I think that everybody, to some extent is isolated because of an inability to relate to people. However, most people are able to partially relate to some people. The family, however, is unable to relate to anybody. There are a couple young boys who have friendships, but those inevitably fade as they boys grow older. No member of the family is completely happy with another person.
People get wrapped up in their own lives and own problems that they often fail to remember other people. The forgotten characters in the novel show how totally someone can be forgotten. Ursula never really died. She just faded away.
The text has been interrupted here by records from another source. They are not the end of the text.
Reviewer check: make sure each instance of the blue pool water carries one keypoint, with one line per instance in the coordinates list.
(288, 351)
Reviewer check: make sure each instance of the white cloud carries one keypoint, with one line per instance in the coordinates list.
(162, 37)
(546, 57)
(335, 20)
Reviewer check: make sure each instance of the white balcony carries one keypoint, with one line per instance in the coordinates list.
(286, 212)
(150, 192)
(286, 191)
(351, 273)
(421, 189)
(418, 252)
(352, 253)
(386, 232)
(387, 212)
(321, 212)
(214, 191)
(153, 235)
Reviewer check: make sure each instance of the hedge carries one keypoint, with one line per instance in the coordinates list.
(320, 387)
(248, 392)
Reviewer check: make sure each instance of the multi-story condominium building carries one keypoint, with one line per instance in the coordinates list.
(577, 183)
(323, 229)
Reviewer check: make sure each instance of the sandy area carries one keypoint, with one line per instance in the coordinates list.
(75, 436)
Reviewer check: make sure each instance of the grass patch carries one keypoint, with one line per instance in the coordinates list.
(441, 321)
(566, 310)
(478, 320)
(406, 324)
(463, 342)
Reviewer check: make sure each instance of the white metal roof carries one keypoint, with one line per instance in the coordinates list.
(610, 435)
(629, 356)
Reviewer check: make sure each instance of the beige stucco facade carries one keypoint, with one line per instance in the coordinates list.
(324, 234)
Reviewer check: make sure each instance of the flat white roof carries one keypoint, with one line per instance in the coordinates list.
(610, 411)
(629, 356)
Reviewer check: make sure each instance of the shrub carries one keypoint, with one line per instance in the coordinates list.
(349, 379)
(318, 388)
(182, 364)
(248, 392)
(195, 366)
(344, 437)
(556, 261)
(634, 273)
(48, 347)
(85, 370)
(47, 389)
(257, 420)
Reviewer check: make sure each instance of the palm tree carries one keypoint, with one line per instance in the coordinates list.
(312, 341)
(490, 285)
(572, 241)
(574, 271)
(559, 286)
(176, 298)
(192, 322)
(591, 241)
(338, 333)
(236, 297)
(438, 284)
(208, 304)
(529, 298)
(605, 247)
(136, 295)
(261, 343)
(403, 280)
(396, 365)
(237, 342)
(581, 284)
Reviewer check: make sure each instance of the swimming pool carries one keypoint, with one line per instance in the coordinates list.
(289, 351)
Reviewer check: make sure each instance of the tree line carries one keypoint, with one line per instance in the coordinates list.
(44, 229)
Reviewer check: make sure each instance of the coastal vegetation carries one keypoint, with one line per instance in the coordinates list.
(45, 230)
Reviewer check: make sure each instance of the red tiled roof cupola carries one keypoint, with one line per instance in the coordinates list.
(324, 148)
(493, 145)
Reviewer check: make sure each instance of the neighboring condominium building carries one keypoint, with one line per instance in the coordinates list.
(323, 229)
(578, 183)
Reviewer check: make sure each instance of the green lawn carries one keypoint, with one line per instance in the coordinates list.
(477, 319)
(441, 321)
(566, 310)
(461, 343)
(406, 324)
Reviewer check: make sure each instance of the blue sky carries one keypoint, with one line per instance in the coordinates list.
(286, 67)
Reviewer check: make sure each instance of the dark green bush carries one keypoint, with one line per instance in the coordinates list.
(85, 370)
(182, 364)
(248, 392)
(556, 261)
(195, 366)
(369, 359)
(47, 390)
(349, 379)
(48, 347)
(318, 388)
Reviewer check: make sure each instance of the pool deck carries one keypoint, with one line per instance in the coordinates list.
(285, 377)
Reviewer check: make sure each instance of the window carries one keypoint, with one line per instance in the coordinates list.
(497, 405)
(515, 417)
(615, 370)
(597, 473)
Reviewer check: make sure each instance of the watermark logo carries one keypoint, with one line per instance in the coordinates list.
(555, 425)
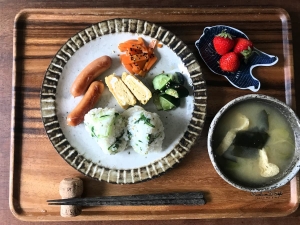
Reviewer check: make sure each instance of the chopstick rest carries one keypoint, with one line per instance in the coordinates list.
(179, 198)
(70, 188)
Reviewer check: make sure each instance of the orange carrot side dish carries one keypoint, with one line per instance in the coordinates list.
(138, 58)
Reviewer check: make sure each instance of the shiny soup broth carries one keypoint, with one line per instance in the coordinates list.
(253, 143)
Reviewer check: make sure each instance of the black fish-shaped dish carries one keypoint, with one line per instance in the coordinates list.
(243, 77)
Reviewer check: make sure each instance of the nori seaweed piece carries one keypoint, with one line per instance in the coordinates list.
(251, 139)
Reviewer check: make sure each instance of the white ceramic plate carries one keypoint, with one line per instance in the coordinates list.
(182, 126)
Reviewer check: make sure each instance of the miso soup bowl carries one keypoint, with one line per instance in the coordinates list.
(284, 176)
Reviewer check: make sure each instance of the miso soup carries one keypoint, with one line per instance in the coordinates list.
(251, 137)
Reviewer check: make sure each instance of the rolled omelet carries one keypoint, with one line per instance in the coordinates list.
(120, 91)
(140, 91)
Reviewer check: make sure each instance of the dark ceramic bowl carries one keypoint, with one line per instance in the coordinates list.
(284, 176)
(243, 77)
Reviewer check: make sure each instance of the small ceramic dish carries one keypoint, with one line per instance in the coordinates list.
(76, 146)
(243, 77)
(286, 172)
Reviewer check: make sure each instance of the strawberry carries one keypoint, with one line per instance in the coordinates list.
(229, 62)
(223, 43)
(243, 47)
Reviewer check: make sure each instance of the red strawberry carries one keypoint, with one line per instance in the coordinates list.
(243, 47)
(229, 62)
(223, 43)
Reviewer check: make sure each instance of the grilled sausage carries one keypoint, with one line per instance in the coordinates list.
(89, 74)
(88, 101)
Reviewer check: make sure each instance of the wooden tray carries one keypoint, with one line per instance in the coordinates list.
(37, 169)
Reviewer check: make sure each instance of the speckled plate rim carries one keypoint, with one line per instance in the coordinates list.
(48, 99)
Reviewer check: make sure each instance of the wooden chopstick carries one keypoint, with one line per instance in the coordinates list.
(178, 198)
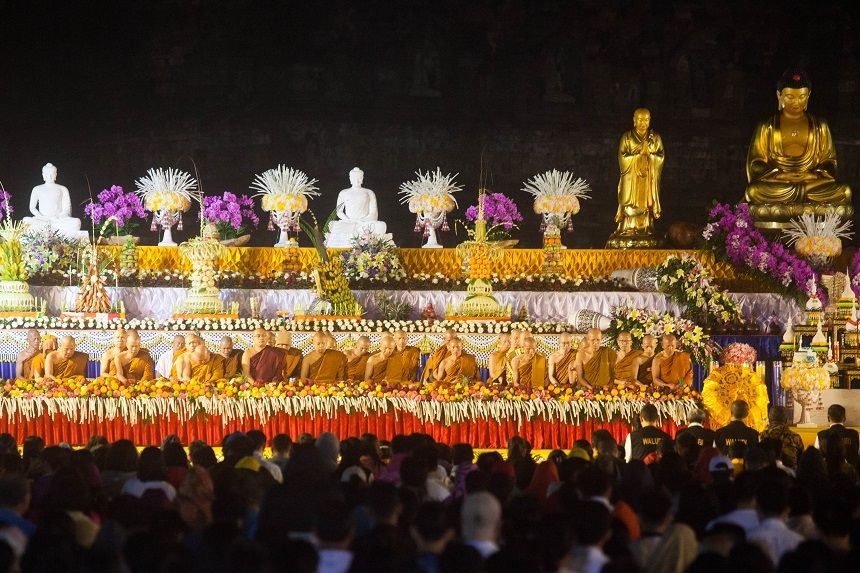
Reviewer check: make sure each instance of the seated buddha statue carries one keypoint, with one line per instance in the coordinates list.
(791, 164)
(356, 213)
(51, 207)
The characters in 100 Years were exaggerations of the possibilities that surround us. It is possible for us to live a life surrounded by people who we connect with, though it was not possible for the family.
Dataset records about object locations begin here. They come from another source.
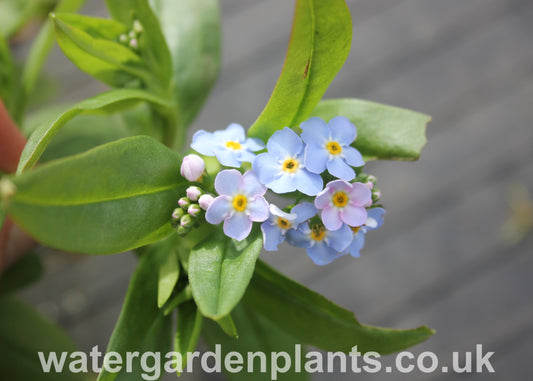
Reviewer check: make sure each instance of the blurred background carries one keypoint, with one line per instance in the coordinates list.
(455, 252)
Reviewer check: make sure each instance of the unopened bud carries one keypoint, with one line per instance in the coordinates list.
(193, 193)
(205, 201)
(192, 167)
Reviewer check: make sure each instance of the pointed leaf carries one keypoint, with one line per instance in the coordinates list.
(319, 45)
(314, 320)
(383, 132)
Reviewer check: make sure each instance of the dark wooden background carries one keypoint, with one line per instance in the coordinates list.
(451, 254)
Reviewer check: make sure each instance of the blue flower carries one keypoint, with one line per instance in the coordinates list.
(282, 169)
(240, 203)
(373, 221)
(230, 146)
(328, 146)
(279, 222)
(323, 246)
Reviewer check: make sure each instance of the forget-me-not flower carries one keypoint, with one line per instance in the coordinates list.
(328, 146)
(373, 221)
(230, 146)
(240, 203)
(343, 203)
(279, 222)
(282, 168)
(323, 246)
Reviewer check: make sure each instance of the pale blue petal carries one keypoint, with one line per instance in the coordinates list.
(254, 144)
(315, 130)
(316, 158)
(238, 226)
(272, 236)
(342, 130)
(357, 244)
(304, 212)
(284, 143)
(321, 254)
(219, 210)
(338, 168)
(203, 142)
(228, 182)
(298, 238)
(353, 157)
(339, 239)
(375, 218)
(257, 209)
(309, 183)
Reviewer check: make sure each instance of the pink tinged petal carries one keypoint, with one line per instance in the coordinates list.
(238, 226)
(314, 130)
(251, 184)
(353, 215)
(338, 168)
(228, 182)
(219, 210)
(203, 142)
(339, 239)
(257, 209)
(284, 143)
(331, 218)
(316, 158)
(309, 183)
(342, 130)
(353, 157)
(272, 236)
(360, 195)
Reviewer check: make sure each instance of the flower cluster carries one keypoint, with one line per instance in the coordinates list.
(337, 203)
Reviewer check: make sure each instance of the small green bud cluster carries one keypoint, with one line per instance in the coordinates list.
(191, 210)
(131, 39)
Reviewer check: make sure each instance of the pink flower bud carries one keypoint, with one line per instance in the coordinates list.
(192, 167)
(205, 201)
(193, 193)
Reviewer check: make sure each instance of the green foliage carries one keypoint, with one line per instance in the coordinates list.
(383, 132)
(107, 102)
(319, 45)
(192, 31)
(113, 198)
(256, 334)
(25, 271)
(314, 320)
(141, 325)
(220, 269)
(24, 333)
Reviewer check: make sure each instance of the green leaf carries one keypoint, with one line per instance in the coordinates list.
(20, 274)
(188, 329)
(192, 32)
(24, 333)
(107, 102)
(319, 45)
(314, 320)
(257, 334)
(141, 325)
(104, 59)
(383, 132)
(220, 269)
(152, 45)
(169, 273)
(110, 199)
This is a really long comment and it's getting more rambly than sense-making, so I should probably stop adding to it shortly. But first...

Victor, in Frankenstein thinks he's alone in the world even though his family is there to support him. It is a slightly different solitude from the family's solitude in 100 Years. Victor rejects the people who are willing to be with him for his life, instead of not having anybody there for him.
Alex, from Orange, is also alone. His friends from the beginning get mad at him and move on with their lives when he gets taken away. He then is always different. Or, at least, he feels different. In "The City of Bones" which I just read Magnus says "Every teenager in the world feels like that, feels broken or out of place, different somehow, royalty mistakenly born into a family of peasants" (it's page 231 if anybody cares, & it's by Cassandra Clare). Alex feels some sort of injustice in his life and rejects other people. He bosses around his 'friends' because he thinks he's better than them, smarter, faster, just better. But they think the same thing about themselves. He thinks he's so different, but in reality he is just like everybody else.

martitr said...

me, myself's comment about being different but the same reminds me of the last line of the book we talked about yesterday. Not sure if you had that in mind, but it points up one of the interesting things about the novel. It seems to be making a larger, general statements about people but then it reminds us that everyone IS different and we can't really generalize about individuals.